Si alguien pensaba que habría de mejorar Club de cuervos en su segunda temporada, quítese esa idea: no lo hizo. Continúa con la misma fórmula y las mismas situaciones pero sin la escasa tensión que generara en los diez episodios con que se estrenó la serie.
Si un personaje había que soportaba la trama inverosímil, con recursos cómicos a la Chapulín Colorado, ese era Félix Domingo, interpretado por un magistral Daniel Giménez Cacho, puesto a prueba en todos los terrenos y que salía avante también en su papel de un director deportivo que había de habérselas con los dos personajes principales: el junior Chava Iglesias (Luis Gerardo Méndez) y la belicosa Isabel Iglesias (Mariana Treviño), medios hermanos que tras la muerte de su padre Salvador Iglesias prosiguen su lucha por encabezar el club de los Cuervos de Nuevo Toledo, pueblo ficticio que parece sacado de un estupro de Monterrey a Pachuca, aunque ya sin los conflictos iniciales en los que se denunciaba el machismo y se trataba de criticar al futbol mexicano y su entorno corrupto.

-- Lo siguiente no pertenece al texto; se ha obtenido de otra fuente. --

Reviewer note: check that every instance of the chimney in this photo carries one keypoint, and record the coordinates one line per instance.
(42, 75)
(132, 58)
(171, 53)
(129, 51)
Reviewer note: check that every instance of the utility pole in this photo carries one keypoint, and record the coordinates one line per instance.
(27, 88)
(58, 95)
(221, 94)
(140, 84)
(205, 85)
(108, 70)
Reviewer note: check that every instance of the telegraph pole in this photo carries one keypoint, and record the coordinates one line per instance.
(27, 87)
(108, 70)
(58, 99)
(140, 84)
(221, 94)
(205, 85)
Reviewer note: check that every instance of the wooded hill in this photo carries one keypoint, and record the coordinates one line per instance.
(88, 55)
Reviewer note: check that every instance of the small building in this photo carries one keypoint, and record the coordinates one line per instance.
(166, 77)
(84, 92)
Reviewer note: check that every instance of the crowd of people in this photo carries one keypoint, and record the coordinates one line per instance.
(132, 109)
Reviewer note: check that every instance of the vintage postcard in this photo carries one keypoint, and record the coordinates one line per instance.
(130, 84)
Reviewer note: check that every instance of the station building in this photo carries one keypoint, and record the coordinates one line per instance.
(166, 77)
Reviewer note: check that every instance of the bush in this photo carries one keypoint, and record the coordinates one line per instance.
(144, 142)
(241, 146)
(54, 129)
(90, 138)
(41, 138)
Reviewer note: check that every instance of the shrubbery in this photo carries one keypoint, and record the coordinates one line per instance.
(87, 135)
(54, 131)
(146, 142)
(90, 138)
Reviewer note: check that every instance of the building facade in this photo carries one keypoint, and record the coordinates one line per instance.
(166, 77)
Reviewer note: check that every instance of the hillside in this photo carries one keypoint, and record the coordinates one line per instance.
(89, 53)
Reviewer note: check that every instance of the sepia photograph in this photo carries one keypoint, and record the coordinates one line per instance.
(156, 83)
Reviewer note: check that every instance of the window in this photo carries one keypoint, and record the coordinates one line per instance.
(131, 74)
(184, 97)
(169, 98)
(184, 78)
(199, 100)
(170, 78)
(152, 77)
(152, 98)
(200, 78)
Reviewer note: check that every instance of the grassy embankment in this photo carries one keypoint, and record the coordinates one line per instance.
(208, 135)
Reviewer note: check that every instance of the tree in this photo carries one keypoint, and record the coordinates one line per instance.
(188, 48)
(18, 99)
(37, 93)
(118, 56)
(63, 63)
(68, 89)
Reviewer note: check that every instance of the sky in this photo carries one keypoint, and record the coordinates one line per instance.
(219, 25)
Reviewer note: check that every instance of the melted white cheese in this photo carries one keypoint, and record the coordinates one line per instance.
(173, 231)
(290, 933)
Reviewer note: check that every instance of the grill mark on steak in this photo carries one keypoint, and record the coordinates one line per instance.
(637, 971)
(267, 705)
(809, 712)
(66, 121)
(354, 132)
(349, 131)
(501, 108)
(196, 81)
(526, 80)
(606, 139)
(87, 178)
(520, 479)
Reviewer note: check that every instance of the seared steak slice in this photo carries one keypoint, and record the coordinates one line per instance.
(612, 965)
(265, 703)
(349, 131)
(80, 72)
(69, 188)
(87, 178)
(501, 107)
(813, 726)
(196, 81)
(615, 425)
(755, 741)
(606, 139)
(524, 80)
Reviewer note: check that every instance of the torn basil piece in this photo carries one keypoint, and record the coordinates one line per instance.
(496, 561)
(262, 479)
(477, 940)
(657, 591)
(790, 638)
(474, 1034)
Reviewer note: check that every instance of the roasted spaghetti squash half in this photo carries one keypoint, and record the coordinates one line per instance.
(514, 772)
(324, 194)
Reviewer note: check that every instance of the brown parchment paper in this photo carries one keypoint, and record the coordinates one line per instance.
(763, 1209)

Pero he aquí que quien encarnaba un cierto conflicto en la serie, Félix -dividido entre las órdenes de un personaje absurdo y superficial y la realidad del juego, ya no está en los Cuervos: renunció al final de la primera temporada y sólo lo vemos junto al ex entrenador Goyo (Emilio Guerrero) en otra escuadra de la división de ascenso -los Carneros- al que los llevó el mirrey Javi Noble, por lo que el rol de Giménez Cacho no tiene ya preponderancia dramática y aparece como un espectador de primera fila en estos diez capítulos. Vaya, como si en el cuento de “El gato” de Juan García Ponce quitaran al gato de entre los dos personajes.
Salvo la banalización de aquellas leves críticas medio esbozadas, en la segunda temporada no existe ni rastro o intención de tocar ni con el pétalo de una rosa a ese negocio que es el futbol, ni siquiera cuando un draft de jugadores se organiza en una de las playas del país, y en cambio prosiguen los chistes gastados hechos a costa del junior, porque a final de cuentas eso es lo que sostiene esta serie, construida a la manera de las comedias mexicanas que tanto éxito tienen estos años en el cine.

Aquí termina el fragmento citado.